All told some 33 states have refused to create their own separate exchanges, including Oklahoma.  Therefore, the residents of those states are not eligible for exchange subsidies, and its employers are not subject to the associated punitive tax.  The law was intentionally written to deny subsidies to states that refuse to create exchanges, in order to pressure the states into setting up their own exchanges.  The Democrats simply failed to anticipate that the majority of states would refuse to create exchanges, despite the taxpayer funded subsidies.  However, the Obama administration, which has demonstrated a habit of disregarding the rule of law, is proceeding as though it has the legal right to offer subsidies and impose penalties in states that have refused to create exchanges.  Id.  In Halbig v. Sebelius, four individual taxpayers and three employers are also challenging the IRS’ authority to issue subsidies and collect punitive taxes under the same theory as the Oklahoma case.  “Halbig v. Sebelius: ‘All of Obamacare Hangs on the Outcome,’” Cato Institute Forum, 6/17/13; Gabrielle Karol, “New Lawsuit Filed Against ObamaCare,” foxbusiness.com, published 5/3/13.

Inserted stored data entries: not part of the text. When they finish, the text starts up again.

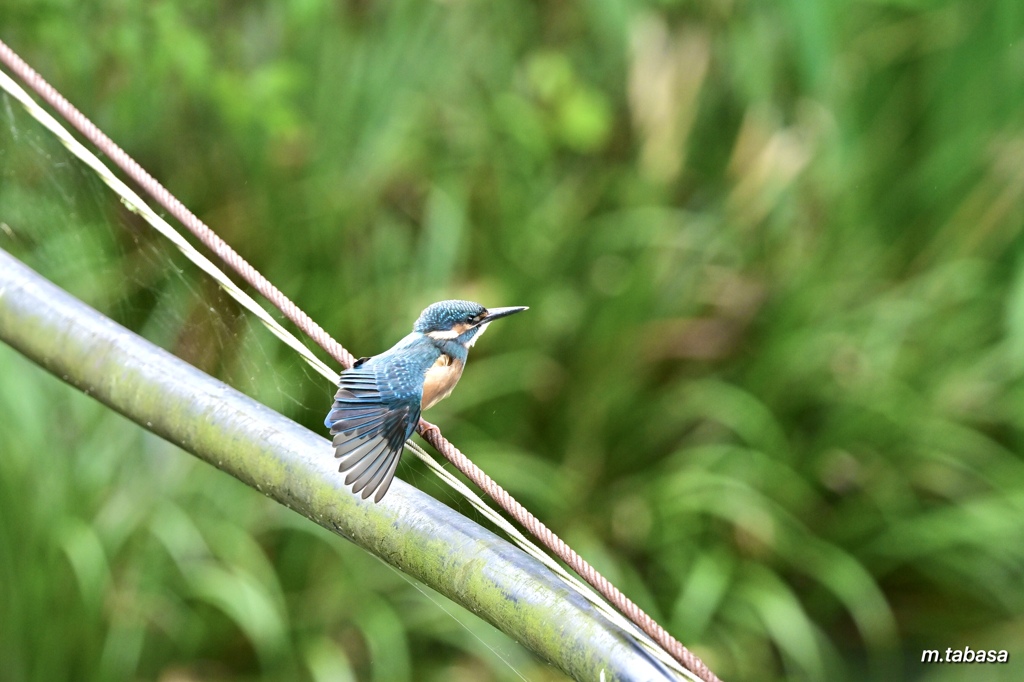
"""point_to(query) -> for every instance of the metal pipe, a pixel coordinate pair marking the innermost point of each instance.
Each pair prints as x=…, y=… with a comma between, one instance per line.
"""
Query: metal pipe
x=290, y=464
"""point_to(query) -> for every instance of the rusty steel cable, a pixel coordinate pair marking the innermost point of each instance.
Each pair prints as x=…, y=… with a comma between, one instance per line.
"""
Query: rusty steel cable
x=292, y=311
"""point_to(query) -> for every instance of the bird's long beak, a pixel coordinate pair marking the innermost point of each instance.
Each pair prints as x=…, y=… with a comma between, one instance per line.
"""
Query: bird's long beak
x=495, y=313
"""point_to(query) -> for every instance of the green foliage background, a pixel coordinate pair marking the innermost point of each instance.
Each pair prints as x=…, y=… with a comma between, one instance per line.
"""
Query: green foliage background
x=771, y=377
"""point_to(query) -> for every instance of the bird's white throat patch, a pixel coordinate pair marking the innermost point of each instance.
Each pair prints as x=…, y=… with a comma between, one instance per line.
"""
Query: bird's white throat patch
x=446, y=334
x=482, y=329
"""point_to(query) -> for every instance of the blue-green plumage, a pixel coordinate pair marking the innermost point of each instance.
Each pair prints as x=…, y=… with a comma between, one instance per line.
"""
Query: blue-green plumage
x=379, y=400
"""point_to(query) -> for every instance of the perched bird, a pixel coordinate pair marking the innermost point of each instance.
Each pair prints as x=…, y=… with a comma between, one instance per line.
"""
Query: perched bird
x=379, y=400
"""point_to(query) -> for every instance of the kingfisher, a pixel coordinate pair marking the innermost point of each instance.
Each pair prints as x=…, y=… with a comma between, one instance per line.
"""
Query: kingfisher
x=379, y=400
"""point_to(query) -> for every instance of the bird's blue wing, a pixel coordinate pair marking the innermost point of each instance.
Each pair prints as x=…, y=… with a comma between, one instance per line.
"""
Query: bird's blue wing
x=375, y=411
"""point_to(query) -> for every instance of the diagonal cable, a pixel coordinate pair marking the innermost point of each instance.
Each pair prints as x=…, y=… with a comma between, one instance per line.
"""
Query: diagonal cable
x=292, y=311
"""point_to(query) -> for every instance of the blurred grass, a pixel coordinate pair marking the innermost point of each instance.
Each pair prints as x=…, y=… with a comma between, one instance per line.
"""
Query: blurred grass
x=769, y=382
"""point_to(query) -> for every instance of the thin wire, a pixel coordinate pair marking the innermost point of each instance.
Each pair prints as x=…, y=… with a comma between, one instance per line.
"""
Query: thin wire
x=292, y=311
x=134, y=203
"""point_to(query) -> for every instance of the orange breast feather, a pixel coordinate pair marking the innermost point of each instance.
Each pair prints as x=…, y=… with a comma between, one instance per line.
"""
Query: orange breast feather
x=439, y=381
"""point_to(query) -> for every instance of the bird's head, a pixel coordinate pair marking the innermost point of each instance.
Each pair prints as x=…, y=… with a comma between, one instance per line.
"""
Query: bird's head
x=462, y=322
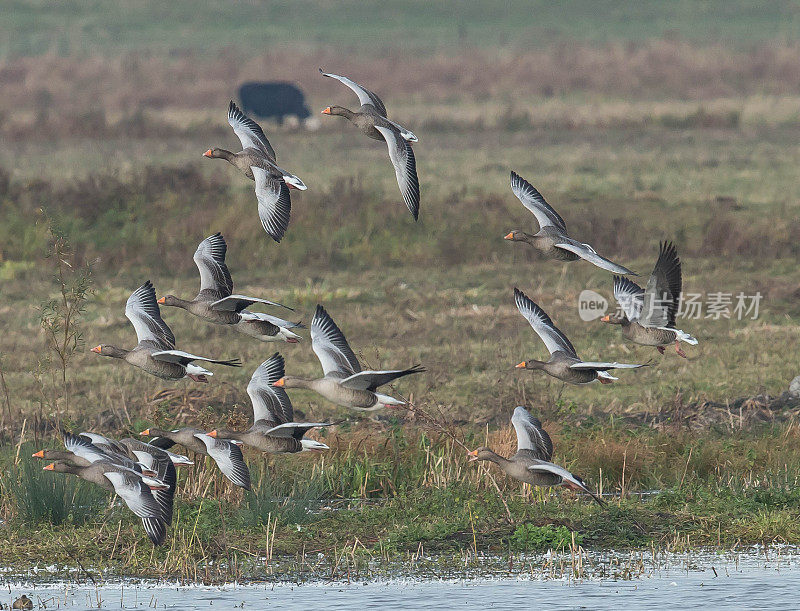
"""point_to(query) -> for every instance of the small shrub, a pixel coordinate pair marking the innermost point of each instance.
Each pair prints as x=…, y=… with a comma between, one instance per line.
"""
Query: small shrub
x=529, y=537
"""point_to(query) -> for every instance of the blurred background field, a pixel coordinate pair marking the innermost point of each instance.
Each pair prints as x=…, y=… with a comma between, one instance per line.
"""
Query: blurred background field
x=639, y=122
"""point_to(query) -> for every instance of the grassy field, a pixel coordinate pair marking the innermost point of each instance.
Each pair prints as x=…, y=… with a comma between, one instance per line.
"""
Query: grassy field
x=85, y=26
x=633, y=139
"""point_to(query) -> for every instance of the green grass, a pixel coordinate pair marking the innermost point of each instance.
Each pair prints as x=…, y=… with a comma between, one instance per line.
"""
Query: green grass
x=30, y=27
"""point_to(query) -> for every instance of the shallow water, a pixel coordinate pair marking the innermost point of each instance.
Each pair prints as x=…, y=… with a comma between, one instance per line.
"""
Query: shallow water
x=735, y=582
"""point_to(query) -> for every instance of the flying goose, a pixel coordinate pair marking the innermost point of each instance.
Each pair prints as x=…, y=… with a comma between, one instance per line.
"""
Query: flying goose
x=129, y=486
x=216, y=302
x=552, y=239
x=531, y=464
x=371, y=120
x=155, y=353
x=564, y=363
x=649, y=314
x=226, y=454
x=274, y=429
x=257, y=161
x=344, y=383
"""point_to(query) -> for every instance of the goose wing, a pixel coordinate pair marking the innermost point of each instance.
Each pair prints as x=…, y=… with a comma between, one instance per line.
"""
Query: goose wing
x=142, y=310
x=237, y=303
x=270, y=403
x=587, y=253
x=184, y=358
x=215, y=279
x=405, y=167
x=663, y=292
x=229, y=459
x=274, y=203
x=629, y=296
x=604, y=366
x=545, y=215
x=552, y=337
x=136, y=494
x=530, y=434
x=371, y=380
x=365, y=96
x=248, y=131
x=331, y=347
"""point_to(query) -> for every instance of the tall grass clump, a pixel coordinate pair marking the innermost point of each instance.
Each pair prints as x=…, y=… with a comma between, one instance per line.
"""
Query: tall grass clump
x=40, y=497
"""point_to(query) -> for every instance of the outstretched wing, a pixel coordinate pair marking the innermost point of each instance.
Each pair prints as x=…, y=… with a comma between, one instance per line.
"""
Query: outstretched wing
x=270, y=403
x=142, y=310
x=587, y=253
x=629, y=296
x=405, y=168
x=530, y=434
x=248, y=131
x=371, y=380
x=237, y=303
x=663, y=292
x=365, y=96
x=184, y=358
x=534, y=201
x=274, y=203
x=136, y=494
x=552, y=337
x=331, y=347
x=215, y=279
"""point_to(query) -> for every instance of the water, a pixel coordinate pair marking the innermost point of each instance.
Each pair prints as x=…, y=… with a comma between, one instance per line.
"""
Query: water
x=734, y=582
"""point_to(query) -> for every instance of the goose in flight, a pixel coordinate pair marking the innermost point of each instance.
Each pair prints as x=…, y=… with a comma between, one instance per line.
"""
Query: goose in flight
x=216, y=302
x=564, y=363
x=531, y=464
x=344, y=383
x=552, y=239
x=155, y=353
x=226, y=454
x=649, y=314
x=257, y=161
x=372, y=121
x=274, y=429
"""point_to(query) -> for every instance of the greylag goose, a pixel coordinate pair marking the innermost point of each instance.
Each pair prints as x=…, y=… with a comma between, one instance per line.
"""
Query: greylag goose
x=552, y=239
x=344, y=383
x=130, y=486
x=531, y=464
x=216, y=302
x=257, y=161
x=83, y=452
x=649, y=314
x=564, y=363
x=371, y=120
x=226, y=454
x=155, y=353
x=274, y=429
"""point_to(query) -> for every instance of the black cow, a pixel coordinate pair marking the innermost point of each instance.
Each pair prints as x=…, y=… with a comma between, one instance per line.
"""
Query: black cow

There are at least twenty unconstitutional provisions in Obamacare, and the regulations being issued to enforce Obamacare are raising additional serious concerns and in some cases lawsuits or Congressional action.  For example, the Independent Advisory Board (IPAB), as known as Death Panels, violates Article I, Section 1 of the Constitution, which vests all legislative authority in the Congress.  Thus, IPAB constitutes an unconstitutional delegation of legislative authority to fifteen unelected cronies of the president.   For now, Kathleen Sebelius is acting as a one person self-appointed Death Panel, as we saw in the Sarah Murnaghan case of a ten year old girl being denied a lung transplant by Sebelius.  There is no right of appeal to an administrative denial of health care, which constitutes an unconstitutional violation of administrative “due process.”  Some twelve lawsuits have been filed by colleges, universities, hospitals and other institutions alleging that regulations issued by Sebelius under Obamacare violate the First Amendment’s Freedom of Religion.  Furthermore, Obama’s defining what constitutes a religious entity is an additional violation of the First Amendment.  Obamacare’s allowing the IRS warrantless searches of personal financial records violates the Fourth Amendment’s prohibition against unreasonable searches.     Article I, Section 7 of the Constitution provides that, “All bills raising Revenue shall originate in the House of Representatives.”  Obamacare provides some twenty new taxes or increases in existing taxes and, therefore, was constitutionally required to originate in the House.  However, the Democrats rammed through the Senate bill in clear violation of the Constitution.  The Supreme Court has only reviewed about three of the many constitutional issues raised by Obamacare.  Therefore, the battle to end Obamacare will go on unless or until, to paraphrase the words of Senate Majority Leader Mitch McConnell, (Ky.-R) at CPAC, “Obamacare [is] repealed root and branch.”